Poi qualcosa è successo, proprio in coincidenza con l’ennesima tornata elettorale e l’ennesimo cambio di governo.
Proprio nel 2008, dopo gli ultimi blitz della “catturandi”, lo Stato ha perso terreno: tagli sul personale di pubblica sicurezza, tagli sulle risorse (perfino la benzina), concorrenza e mancanza di coordinamento fra i vari corpi civili e militari di polizia, rimessa in discussione di strumenti come il regime di 41 bis per i boss mafiosi in carcere indispensabili per spezzare comunicazioni da dentro e fuori i penitenziari e di conseguenza per interrompere le catene di comando dei clan.
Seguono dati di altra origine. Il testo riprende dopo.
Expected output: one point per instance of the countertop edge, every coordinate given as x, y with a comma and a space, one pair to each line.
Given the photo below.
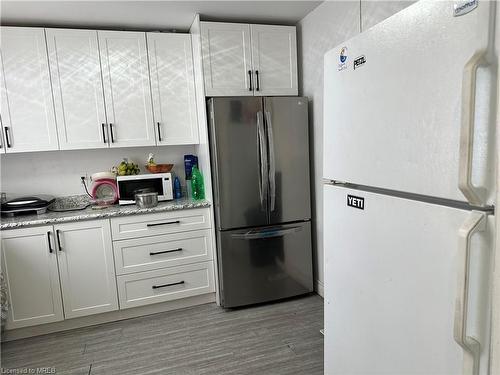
86, 215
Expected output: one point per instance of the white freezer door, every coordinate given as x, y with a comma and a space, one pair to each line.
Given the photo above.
395, 121
391, 286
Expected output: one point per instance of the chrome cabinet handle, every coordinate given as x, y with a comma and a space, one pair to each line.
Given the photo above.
112, 135
58, 239
50, 245
250, 80
159, 131
165, 285
476, 222
7, 138
165, 251
104, 132
165, 223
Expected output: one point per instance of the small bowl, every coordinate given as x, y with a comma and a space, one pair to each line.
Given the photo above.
146, 200
159, 168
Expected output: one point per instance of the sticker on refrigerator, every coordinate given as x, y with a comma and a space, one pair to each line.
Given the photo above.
463, 7
359, 61
343, 59
356, 202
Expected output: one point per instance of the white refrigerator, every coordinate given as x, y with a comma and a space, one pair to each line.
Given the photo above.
409, 193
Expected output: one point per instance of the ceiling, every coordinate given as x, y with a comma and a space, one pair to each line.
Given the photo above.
149, 15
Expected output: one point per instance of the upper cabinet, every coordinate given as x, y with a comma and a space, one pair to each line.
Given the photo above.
173, 90
67, 89
274, 56
127, 91
27, 109
77, 87
227, 59
249, 60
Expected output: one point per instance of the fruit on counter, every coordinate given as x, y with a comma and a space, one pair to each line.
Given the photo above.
126, 168
151, 159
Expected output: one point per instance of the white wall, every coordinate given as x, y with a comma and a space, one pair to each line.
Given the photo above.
58, 172
325, 27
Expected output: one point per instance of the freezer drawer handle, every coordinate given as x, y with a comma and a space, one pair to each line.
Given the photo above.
166, 223
476, 222
251, 235
165, 251
165, 285
475, 195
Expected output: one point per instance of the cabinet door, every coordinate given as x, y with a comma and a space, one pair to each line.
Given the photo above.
274, 55
227, 60
86, 267
77, 87
26, 96
127, 90
29, 263
172, 85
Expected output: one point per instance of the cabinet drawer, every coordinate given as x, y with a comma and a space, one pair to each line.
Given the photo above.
151, 253
160, 223
163, 285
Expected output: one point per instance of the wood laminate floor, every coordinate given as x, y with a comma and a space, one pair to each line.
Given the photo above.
276, 338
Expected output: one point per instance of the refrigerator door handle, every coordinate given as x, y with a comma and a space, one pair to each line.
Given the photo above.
475, 195
261, 141
476, 222
272, 163
252, 235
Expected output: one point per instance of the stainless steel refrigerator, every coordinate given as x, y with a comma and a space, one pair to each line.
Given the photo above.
260, 166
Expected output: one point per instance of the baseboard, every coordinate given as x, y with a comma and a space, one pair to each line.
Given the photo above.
319, 288
112, 316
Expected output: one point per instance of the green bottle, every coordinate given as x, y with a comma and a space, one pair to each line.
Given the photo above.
197, 185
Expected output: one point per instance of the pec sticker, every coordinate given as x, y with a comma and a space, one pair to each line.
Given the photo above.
356, 202
463, 7
359, 61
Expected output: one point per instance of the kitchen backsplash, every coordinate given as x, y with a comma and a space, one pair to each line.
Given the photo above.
58, 172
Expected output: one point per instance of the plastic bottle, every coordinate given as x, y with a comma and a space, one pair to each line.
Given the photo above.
197, 184
177, 188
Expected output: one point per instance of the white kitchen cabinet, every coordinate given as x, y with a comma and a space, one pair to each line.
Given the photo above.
241, 59
227, 59
144, 288
172, 85
274, 56
29, 263
77, 87
86, 267
27, 108
127, 92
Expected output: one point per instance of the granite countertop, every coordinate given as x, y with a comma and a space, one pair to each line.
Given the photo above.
89, 213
Tutto questo ha contribuito, e non poco, a indebolire lo Stato nell’azione di contrasto alle mafie, e in particolare questo calo di attenzione ha riguardato la Sicilia e le trasformazioni in atto negli equilibri di Cosa Nostra nelle provincie di Palermo e Trapani.
Cosa Nostra, a differenza degli altri sodalizi mafiosi, è un’organizzazione impermeabile a “ingressi” esterni, si fonda su un insieme distorto di valori (ma pur sempre codificati e condivisi) e un controllo capillare dei territori fisici, economici e politici. Con il denaro, con le intimidazioni, e solo alla fine con la violenza. Cosa Nostra è paziente, usa le armi e l’omicidio solo come estrema ratio.
L’anomalia non è che la Mafia siciliana non spari. L’anomalia è che spari. La strategia stragista di Totò Riina è stata un’anomalia nella storia della Mafia. I clan non vogliono essere visibili, la tradizione è questa. E Cosa Nostra è, dopo più di un secolo di storia certa, tradizione.